Receptor down regulation is any thing but bro science. Many of the top minds in the AAS's game have written about this and concur to it's validity.

There is almost nothing that you take in exogenously that your body will not down or up regulate to in an effort to maintain homeostasis ( hate using that word) I mean that's what insulin resistance is, opiate and alcohol tolerance et cetera.

And as far as pinning short esters- well I don't really, maybe except TrenA and most recently NPP- I switch around long esters and I just go really heavy and usually the kick in period is also about the time I switch.
 For example I ran Deca for a month, started with 1500, then 1200 for the next three weeks... Around the third week is when I could tell the Deca really working. I got two good weeks of it then boom, onto the next compound. Honestly I feel in most 10-12 cycles you seem to make the most gains for 2-3 weeks any ways when the first real kick of the hormone sets in.

This is something I wasn't really all that keen on until it kinda just happened by chance I ended up with a bunch of mixed vials- as in I had two or three of Deca, EQ, DHB, Tren, NPP- so over the past 6 months I was just blasting from one to the next and I noticed how much progression I was making.


Now on top of that- my diet has never been so good before as well.

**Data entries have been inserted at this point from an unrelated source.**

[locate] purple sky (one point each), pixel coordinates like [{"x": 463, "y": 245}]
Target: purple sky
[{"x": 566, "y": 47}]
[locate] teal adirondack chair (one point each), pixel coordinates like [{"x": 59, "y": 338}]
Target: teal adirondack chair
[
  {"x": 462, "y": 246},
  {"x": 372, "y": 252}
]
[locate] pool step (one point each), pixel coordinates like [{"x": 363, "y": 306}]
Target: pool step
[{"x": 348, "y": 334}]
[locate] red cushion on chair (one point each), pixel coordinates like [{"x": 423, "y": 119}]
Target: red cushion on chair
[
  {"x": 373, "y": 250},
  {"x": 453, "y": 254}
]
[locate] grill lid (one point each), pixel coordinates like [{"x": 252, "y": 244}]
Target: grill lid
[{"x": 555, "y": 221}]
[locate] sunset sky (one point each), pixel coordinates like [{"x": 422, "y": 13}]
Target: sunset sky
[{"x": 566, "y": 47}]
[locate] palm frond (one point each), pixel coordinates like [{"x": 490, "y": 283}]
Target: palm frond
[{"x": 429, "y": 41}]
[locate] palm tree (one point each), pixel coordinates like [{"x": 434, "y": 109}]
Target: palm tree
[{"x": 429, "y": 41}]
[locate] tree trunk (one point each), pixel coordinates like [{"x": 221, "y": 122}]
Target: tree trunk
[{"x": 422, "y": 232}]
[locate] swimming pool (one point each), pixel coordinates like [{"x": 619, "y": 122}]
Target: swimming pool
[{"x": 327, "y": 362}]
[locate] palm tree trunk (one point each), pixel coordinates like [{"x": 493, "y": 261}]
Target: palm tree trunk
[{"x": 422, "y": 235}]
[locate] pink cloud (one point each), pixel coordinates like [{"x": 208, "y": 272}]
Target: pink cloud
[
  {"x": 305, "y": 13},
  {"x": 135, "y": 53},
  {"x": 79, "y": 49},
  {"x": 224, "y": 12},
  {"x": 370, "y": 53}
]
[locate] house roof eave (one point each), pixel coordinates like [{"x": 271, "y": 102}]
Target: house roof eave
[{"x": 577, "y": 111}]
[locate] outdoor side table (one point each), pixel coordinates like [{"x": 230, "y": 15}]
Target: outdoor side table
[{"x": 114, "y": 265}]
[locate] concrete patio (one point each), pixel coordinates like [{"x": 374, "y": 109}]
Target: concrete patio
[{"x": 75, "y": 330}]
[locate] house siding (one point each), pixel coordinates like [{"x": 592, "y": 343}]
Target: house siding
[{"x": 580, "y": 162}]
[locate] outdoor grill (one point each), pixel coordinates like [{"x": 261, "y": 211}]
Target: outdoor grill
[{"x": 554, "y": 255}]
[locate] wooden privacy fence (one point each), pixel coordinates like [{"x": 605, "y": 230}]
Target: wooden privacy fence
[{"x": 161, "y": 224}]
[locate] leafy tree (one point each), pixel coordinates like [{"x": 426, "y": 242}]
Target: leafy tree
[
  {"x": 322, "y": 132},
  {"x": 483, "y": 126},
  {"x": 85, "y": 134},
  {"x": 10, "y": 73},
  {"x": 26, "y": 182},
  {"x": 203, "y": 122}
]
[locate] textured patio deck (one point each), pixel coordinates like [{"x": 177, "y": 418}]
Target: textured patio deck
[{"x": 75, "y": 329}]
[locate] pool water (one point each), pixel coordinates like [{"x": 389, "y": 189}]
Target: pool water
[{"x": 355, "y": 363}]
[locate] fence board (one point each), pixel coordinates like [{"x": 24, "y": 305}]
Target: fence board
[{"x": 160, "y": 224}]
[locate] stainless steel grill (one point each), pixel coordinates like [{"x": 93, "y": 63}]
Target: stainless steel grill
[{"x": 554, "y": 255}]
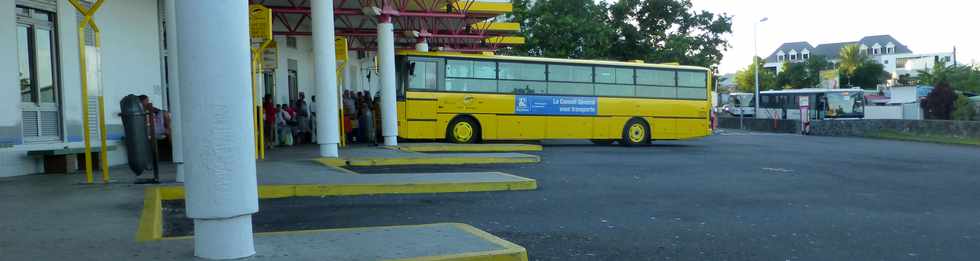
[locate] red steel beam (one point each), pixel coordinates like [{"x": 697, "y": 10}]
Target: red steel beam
[{"x": 348, "y": 12}]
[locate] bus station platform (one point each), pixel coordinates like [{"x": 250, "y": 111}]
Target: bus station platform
[
  {"x": 125, "y": 221},
  {"x": 381, "y": 156},
  {"x": 442, "y": 241}
]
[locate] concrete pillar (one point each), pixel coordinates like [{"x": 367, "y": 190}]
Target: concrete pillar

I have been able to really stay on top of my eating and I am getting the kind of calories I really need. I usually go through 3lbs of meat a day to give you an idea plus a few shakes and a a shit load of other foods.

So in summary, my constant switching of hormones and massive clean eating has really been what I feel is keepin the gains coming- oh and not to mention I lift like a fucking maniac and have moved to higher volume and still heavy ass weight.


----------



## Enigmatic707 (Aug 17, 2013)

> .......Works out roughly 280g pro, 400g carbs, 50g fats on Training Day..



Edit- and going back and looking- no way... 280g of Protein is not enough. Maybe for maintenance, but to induce growth in a person who's been adding mass for a few years now- no way. You have to keep in mind that every new pound of mass requires a more intense approach, while 1.2-1.5g of protein per lb of lean mass may have worked in the past, your body is also trying to "not be so muscular" you have to eat enormous amounts to fool it into thinking its okay to have and carry so much costly muscle mass and 280g of protein ain't gonna cut it.


----------



## J.Lizzle (Aug 17, 2013)

Right ok...So my Receptors could be burnt out then? If that's the case a good long 8-10week cruise could be a good idea with focus on lower volume and compounds and an awesome diet...then when im ready start a blast after the cruise..up the volume etc..

So protein wise...350g -400g a day you would recommend?


----------



## vikingquest (Aug 17, 2013)

J.Lizzle said:


> Just taken 2 photos this morning before meal 1....abs are tensed..
> 
> Diet on my mums life looks like this most days...ill eat some shit once or twice a week.
> 
> ...



Ok,  so here's a breakdown, if you wanna get bigger,  you have to eat more. I know others gave already posted but I will go a bit into detail.  Your breakfast,  you need about 60 grams of carbs. Add oats and about four egg whites.  Meal two,  add a sweet potato. Meal three is decent,  maybe add some healthy fats in there. Avocado or olive oil. I would up your post workout shake to 35-40 grams protein and then make sure you eat the next meal within an hour an a half. Also,  add some kale,  broccoli,  asparagus, green beans and spinach to your meals. Before bed add a few servings of cottage cheese with some blueberries.  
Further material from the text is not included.